The accurate and efficient modeling of incompressible flows involves mathematical aspects of the discretization method, physical aspects according to the physical process to be simulated, and computer science aspects to solve the resulting equations efficiently on supercomputers. In particular, the following topics are treated:

  • Mathematical aspects
    • Stabilization strategies (variational multiscale VMS) 
    • Subgrid scale tracking
    • Algebraic solvers and preconditioners
  • Physical aspects 
    • Turbulence modeling
    • Low Mach models
    • Free surface flows
    • Lagrangian particle transport
    • Multiphysics coupling
  • Computer Science aspects
    • Loop parallelization (OpenMP/OmpSs)
    • Task parallelism (OpenMP/OmpSs)
    • MPI3 parallelism
    • Dynamic load balancing
    • Accelerators

Objectives

The objective is to provide a Navier-Stokes solver to solve extremely large engineering problems involving incompressible or low Mach flows.
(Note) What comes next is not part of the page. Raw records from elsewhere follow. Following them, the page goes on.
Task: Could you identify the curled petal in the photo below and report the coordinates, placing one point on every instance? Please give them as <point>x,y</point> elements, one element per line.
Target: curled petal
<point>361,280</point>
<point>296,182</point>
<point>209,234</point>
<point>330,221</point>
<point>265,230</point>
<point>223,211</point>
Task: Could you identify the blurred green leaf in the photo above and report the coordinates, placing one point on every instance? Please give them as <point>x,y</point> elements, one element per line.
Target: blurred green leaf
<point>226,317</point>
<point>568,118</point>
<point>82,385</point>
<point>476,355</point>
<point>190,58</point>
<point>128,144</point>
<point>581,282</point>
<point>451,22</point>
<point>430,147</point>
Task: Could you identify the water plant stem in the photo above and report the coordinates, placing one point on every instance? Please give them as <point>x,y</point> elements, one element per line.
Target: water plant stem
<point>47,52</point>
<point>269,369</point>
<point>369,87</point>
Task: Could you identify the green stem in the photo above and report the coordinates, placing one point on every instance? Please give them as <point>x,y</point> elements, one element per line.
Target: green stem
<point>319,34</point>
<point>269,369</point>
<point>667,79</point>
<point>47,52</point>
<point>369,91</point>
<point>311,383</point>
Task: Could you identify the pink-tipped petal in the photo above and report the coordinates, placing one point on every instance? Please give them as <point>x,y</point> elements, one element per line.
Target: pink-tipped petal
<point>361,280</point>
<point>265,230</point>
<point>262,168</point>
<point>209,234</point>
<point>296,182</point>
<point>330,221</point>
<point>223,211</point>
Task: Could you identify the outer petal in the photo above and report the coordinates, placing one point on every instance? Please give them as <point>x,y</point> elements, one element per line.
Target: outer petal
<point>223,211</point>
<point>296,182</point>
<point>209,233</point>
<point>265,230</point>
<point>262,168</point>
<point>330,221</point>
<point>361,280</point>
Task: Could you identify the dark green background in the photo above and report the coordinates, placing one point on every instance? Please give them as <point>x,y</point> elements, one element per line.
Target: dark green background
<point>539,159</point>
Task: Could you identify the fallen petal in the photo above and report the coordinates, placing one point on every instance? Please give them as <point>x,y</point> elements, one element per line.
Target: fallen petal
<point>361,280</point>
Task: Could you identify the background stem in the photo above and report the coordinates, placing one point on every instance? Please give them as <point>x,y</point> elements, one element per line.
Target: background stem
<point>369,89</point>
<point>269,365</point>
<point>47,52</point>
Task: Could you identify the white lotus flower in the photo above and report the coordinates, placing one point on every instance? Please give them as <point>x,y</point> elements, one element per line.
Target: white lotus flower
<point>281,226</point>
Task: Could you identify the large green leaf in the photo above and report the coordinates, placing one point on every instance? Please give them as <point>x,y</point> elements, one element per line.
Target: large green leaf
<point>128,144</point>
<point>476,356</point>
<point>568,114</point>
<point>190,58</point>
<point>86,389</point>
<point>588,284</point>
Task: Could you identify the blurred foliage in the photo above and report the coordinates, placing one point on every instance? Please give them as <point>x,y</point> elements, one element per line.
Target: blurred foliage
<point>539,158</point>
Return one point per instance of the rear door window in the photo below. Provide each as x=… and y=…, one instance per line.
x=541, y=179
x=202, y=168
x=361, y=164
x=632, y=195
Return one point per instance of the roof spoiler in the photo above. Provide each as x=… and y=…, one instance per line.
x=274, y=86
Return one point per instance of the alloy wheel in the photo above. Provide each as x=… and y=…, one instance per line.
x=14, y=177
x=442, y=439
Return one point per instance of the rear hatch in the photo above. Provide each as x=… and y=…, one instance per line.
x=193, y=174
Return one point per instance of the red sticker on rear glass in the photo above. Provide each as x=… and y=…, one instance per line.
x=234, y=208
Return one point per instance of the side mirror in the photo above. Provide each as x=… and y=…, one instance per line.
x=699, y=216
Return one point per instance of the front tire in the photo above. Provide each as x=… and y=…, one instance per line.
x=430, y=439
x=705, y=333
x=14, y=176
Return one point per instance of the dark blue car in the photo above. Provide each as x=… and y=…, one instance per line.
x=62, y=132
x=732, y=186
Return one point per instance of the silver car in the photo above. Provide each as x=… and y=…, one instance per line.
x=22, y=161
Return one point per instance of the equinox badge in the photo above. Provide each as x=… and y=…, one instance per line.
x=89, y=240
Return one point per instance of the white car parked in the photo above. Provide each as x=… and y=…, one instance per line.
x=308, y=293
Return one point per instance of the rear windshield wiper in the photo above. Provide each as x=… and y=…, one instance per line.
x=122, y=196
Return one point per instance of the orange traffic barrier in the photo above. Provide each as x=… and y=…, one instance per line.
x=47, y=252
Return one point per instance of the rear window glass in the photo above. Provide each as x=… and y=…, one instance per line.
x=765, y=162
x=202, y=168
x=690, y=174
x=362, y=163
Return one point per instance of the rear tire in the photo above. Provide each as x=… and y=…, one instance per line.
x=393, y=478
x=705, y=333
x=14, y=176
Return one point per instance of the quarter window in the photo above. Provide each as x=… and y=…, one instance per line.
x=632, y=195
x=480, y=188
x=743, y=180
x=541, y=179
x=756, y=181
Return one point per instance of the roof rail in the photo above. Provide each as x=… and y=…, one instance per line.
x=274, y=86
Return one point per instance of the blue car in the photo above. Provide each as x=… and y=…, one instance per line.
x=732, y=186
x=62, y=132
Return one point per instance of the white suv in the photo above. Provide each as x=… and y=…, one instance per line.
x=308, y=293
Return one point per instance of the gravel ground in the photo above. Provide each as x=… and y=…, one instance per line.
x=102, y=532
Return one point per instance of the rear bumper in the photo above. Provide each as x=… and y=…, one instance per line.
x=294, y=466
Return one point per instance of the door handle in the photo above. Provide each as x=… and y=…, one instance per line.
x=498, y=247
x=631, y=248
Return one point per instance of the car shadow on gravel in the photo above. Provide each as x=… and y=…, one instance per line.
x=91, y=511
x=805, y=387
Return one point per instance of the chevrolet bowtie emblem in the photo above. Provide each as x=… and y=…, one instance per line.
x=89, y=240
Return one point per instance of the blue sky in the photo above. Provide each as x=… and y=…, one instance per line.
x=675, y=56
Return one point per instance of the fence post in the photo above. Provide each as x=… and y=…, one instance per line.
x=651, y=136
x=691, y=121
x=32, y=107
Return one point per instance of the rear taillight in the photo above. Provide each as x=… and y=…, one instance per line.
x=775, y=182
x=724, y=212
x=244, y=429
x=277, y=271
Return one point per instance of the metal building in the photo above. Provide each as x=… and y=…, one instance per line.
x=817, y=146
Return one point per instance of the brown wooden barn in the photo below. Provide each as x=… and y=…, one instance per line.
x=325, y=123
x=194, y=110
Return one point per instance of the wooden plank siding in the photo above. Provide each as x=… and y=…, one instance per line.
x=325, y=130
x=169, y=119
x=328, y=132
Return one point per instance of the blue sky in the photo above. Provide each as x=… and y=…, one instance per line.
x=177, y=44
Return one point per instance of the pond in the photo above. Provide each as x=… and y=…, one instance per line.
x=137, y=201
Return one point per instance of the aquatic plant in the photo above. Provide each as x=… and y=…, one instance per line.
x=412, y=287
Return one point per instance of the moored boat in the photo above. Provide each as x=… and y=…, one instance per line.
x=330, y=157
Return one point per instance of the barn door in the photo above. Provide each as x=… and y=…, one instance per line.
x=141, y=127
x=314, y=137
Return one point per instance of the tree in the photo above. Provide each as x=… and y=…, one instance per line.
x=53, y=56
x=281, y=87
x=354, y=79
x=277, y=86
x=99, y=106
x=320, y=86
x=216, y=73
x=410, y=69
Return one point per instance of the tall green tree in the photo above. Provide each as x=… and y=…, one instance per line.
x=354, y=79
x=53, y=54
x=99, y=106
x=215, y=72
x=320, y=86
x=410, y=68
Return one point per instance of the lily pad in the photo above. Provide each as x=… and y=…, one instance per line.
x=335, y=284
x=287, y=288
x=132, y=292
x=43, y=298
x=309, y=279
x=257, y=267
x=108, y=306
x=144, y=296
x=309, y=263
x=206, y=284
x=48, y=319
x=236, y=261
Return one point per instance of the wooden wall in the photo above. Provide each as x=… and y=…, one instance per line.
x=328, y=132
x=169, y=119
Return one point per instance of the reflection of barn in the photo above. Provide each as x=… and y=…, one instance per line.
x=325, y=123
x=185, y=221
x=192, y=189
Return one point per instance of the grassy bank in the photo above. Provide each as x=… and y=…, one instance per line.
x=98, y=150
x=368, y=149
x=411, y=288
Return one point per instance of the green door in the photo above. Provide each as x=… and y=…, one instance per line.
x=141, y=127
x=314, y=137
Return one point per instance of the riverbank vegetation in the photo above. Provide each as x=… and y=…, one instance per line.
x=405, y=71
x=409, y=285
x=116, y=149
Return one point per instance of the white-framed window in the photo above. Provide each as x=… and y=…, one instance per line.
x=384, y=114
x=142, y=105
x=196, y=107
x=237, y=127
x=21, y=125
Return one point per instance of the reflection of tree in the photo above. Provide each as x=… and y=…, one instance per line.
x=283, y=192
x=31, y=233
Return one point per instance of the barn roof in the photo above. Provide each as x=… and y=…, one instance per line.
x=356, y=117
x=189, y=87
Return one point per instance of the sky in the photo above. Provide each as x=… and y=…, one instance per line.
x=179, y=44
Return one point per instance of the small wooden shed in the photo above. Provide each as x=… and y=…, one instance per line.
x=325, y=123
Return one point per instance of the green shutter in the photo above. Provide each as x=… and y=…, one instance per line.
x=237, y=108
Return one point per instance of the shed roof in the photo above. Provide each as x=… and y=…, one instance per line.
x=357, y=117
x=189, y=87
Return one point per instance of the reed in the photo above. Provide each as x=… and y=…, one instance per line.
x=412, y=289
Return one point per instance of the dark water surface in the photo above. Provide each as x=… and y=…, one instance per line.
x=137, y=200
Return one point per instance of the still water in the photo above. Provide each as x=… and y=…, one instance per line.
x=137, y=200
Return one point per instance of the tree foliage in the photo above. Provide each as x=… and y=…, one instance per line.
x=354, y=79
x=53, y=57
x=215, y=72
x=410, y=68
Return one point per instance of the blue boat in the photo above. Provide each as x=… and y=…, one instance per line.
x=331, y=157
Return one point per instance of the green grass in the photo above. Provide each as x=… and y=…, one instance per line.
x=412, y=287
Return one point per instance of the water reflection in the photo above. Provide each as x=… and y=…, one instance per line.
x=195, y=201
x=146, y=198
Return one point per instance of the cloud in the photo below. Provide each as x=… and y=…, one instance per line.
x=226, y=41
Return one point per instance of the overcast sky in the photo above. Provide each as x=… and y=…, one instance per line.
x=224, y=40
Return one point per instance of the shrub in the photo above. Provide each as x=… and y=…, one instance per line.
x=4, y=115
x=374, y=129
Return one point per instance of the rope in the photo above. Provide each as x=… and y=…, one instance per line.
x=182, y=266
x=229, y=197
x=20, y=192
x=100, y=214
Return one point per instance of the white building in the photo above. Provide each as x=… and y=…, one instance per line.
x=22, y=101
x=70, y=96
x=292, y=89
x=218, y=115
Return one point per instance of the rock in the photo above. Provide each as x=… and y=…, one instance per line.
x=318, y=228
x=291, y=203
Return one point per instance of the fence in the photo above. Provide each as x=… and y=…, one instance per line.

Among the problems that have been solved recently, let us mention:

  • Respiratory system (350M elements on 16000 CPUs)
  • Combustors using LES and URANS (CopaGT EC project)
  • Wind farm modeling (IBERDROLA renovables)
  • Free surface flow for plastics removal in the ocean (Ocean Cleanup)
  • Vehicle aerodynamics
  • Yacht hydrodynamics (JyD) 

The Navier-Stokes solver is present in the PRACE benchmark suite, and usually used by the Computer Science community of PRACE to test new supercomputers. Ti fulfill these objectives, internal as well as external co0llaborations are necessary. Among others:

  • Denis Doorly (Imperial College, UK): large airways.
  • Shahrouz Aliabadi (Jackson State University, UK): small airways.
  • Charles Moulinec (STFC, UK): multi-physics coupling, PRACE.
  • Bruno Koobus (Université de Montpellier, France): implicit solvers, HPC.
  • Frédéric Magoulès ( Ecole Centrale de Paris, France.): parallel algebraic solvers.
  • Seid Koric (University of Illinois and NCSA, USA): HPC and code optimization.
  • Romain Aubry (Sotera Defence Solutions, USA): meshing, HPC.
  • Emmanuel Jeannot (INRIA-Bordeaux): Performance enhancement of Alya.
  • Luc Giraud, Pierre Ramet (INRIA-Bordeaux): Highly scalable direct and iterative solvers (PASTIX).
  • Yacine Ould-Rouis, Julien Derouillat (CEA, France): Optimization of Alya.
  • Marta Garcia, Jesús Labarta (BSC, Spain): Dynamic load balance.
  • Vishal Mehta, Paul Carpenter (BSC, Spain): GPU acceleration of iterative solvers.